8.1.13

RECOMEÇAR

Sempre me disse mais a noite da passagem do ano do que a noite de Natal. O facto de, em princípio, estarmos todos ao mesmo tempo numa mesma longitude a marcar o início de algo provoca-me sempre um turbilhão de pensamentos, sentimentos e emoções. Pensar nos que estão, nos que partiram, no que está a ser tão bom, no que está a ser pior mas que há-de melhorar, se depender só de mim, enfim, parece-me sempre ser aquele um momento de recomeçar.

Recomeçar não quer dizer apagar tudo o que vem de trás, não senhor. Até porque isso quereria dizer que nem com os erros, partindo do princípio que seriam esses que queríamos apagar, aprendemos. Recomeçar, diz-me a mim a palavra, é voltar a pegar no que estávamos a fazer e que por qualquer razão interrompemos, como se interrompe um ano para começar outro, mesmo se o Tempo, independentemente de todos estes artifícios de calendário, continua inevitavelmente a passar. Contra esta inevitabilidade cortamo-lo às fatias, ao Tempo, conforme nos dá jeito e sem desajeitar muito a vida dos outros, para o irmos gerindo. E esta fatia grande de um ano inteirinho por estrear deixa-nos expetantes sobretudo quando se ouvem, quase em uníssono, vozes que prenunciam coisas menos boas.

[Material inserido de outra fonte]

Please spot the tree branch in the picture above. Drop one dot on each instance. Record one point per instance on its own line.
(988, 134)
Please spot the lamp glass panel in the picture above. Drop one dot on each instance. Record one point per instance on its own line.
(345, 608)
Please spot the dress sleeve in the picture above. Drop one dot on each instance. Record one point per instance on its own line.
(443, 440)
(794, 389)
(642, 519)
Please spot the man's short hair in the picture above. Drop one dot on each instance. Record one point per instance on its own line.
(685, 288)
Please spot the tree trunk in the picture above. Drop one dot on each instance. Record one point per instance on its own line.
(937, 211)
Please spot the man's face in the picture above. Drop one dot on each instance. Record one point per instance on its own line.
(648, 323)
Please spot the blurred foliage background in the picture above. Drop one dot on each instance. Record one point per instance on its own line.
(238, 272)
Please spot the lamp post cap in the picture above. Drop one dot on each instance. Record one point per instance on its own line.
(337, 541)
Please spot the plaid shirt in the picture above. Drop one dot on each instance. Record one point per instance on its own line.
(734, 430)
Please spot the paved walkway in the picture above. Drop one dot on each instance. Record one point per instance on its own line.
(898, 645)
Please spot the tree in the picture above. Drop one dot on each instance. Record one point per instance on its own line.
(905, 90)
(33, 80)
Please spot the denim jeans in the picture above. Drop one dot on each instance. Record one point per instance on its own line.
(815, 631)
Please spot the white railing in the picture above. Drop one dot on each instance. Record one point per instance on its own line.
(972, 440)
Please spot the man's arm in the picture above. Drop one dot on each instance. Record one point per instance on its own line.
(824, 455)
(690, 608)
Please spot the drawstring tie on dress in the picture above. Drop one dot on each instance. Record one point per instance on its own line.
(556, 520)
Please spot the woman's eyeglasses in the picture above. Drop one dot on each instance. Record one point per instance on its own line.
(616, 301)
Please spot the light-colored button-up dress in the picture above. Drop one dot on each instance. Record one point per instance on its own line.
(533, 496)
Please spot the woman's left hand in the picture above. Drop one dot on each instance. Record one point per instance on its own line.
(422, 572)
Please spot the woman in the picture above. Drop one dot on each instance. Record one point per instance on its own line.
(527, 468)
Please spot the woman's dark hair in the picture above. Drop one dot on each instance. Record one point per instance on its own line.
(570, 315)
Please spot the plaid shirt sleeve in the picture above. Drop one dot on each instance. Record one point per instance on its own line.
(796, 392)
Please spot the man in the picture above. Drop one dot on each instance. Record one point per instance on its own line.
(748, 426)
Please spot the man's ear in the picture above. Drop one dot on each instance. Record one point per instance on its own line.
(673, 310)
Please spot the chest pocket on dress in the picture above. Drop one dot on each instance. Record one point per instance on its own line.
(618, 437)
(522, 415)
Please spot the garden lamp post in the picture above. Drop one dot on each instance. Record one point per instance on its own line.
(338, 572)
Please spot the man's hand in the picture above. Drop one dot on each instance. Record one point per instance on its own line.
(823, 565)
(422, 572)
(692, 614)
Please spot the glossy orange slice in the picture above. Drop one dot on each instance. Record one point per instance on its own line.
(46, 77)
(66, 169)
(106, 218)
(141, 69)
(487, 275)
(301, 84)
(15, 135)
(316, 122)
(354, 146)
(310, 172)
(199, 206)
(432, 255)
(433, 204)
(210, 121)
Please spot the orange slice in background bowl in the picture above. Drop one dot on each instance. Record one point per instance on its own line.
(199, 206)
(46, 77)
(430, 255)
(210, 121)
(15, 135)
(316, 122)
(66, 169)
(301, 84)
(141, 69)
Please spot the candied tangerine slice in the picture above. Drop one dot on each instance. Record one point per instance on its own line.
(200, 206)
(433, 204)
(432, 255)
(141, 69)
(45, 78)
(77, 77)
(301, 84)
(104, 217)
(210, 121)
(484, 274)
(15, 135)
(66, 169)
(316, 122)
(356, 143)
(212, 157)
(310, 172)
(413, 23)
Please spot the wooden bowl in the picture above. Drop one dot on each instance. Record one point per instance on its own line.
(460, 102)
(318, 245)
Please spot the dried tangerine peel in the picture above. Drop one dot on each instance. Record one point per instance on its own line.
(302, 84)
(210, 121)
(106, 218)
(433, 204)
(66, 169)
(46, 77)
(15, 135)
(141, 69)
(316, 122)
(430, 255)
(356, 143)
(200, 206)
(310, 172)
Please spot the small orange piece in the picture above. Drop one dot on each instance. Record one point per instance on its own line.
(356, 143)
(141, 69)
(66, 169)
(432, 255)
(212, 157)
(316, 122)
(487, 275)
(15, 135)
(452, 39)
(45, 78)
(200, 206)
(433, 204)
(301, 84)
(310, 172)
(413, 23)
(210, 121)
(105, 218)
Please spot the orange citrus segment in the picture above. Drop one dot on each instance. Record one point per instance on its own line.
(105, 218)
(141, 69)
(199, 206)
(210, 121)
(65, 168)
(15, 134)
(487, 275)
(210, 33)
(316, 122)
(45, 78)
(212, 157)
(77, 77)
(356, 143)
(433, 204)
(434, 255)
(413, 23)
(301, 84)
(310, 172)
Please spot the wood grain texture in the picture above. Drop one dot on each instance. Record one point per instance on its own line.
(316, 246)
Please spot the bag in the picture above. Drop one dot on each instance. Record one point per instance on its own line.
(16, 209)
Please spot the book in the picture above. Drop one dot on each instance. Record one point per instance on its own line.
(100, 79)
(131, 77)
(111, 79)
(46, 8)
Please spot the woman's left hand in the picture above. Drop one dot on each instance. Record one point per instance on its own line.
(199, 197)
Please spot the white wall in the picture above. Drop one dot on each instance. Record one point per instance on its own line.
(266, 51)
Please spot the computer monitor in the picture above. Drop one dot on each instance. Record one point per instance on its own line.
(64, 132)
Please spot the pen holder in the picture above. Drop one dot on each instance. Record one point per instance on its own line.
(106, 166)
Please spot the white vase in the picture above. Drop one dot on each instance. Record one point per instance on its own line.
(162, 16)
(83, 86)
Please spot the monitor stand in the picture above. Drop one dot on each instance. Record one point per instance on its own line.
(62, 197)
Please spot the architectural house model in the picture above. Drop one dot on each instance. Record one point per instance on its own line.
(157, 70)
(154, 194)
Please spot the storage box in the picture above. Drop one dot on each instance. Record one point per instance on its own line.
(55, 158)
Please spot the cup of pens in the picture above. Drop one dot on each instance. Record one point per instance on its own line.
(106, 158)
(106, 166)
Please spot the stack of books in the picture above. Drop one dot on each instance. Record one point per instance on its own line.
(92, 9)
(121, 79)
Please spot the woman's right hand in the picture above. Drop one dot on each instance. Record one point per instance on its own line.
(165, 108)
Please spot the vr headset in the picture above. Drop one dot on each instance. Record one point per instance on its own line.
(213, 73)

Mas também com as vozes vou podendo bem, já que tantas vezes as coisas e os seus contrários entram numa lógica em que parecem todas querer encaminhar-se para um bom desfecho. Parecem. O exercício que nos poderemos obrigar a fazer é recomeçar por ler nas entrelinhas de todas as previsões, análises, profecias, pensar nas causas das coisas, procurar todas as informações, olhar para gestos e atitudes de concidadãos com olhos de ver, discutir com quem possa dar-nos mais uma informação ou um ponto de vista diferente mas igualmente fruto de reflexão.

Por vezes sinto que se há utilidade na formação de leitores literários, ou seja dos que entram no mundo da leitura pela literatura (e digo utilidade porque a literatura, como toda a arte não precisa que lhe encontrem uma utilidade), é nunca dar como unívoca uma mensagem traduzida em linguagem, neste caso verbal. A realidade transmitida pelo discurso, ou construída pelo discurso como é o mundo criado pela ficção ou pela poesia, é sempre equívoca, já que plural, na leitura dos significados que encerra. Ler o mundo, o real, o comezinho de todos os dias, que nos entra em catadupas pelos canais de TV, através dos discursos – dos discursos dos repórteres, dos discursos dos políticos, dos discursos dos comentadores, dos discursos dos especialistas – é sempre ir tendo apenas lados de um objeto muito mais pluridimensional que é a vida das pessoas ou é, também, o programa dos que gerem o país – os da posição e os da oposição – já que contrapoder também é poder…

Antes de lançarmos mão da reação mais primária da revolta perante um discurso sobre a vida tão descorçoante – e como essa é uma reação tão natural e fácil para qualquer um de nós comum mortal! – não deveremos antes pensar se tudo aquilo que nos faz reagir assim não seria previsível, se aquilo de que nos queixamos agora não é aquilo de que se queixam desde há muito outros (e que alguns até foram tentando remediar e não aumentar o número de queixosos), se o que agora para alguns serve de remédio, não foi já apontado pelos mesmos como veneno? Enfim, pensarmos que não foi por acaso que chegámos assim e aqui a 2013, não apenas por causa de uns ou de outros mas, se calhar, de uns e de outros. Erros de governação, opções menos felizes, condutas menos solidárias e logo menos próprias de atos de cidadania, podem acontecer a quem age e a quem atua, ou então a quem se deixa levar por gestos menos pensados. Importa é saber que todos e todas poderemos recomeçar… e termos aprendido com esses erros. Vamos lá aprender connosco próprios, já que em princípio somos aqueles com quem lidamos em primeiro lugar em cada dia que nasce!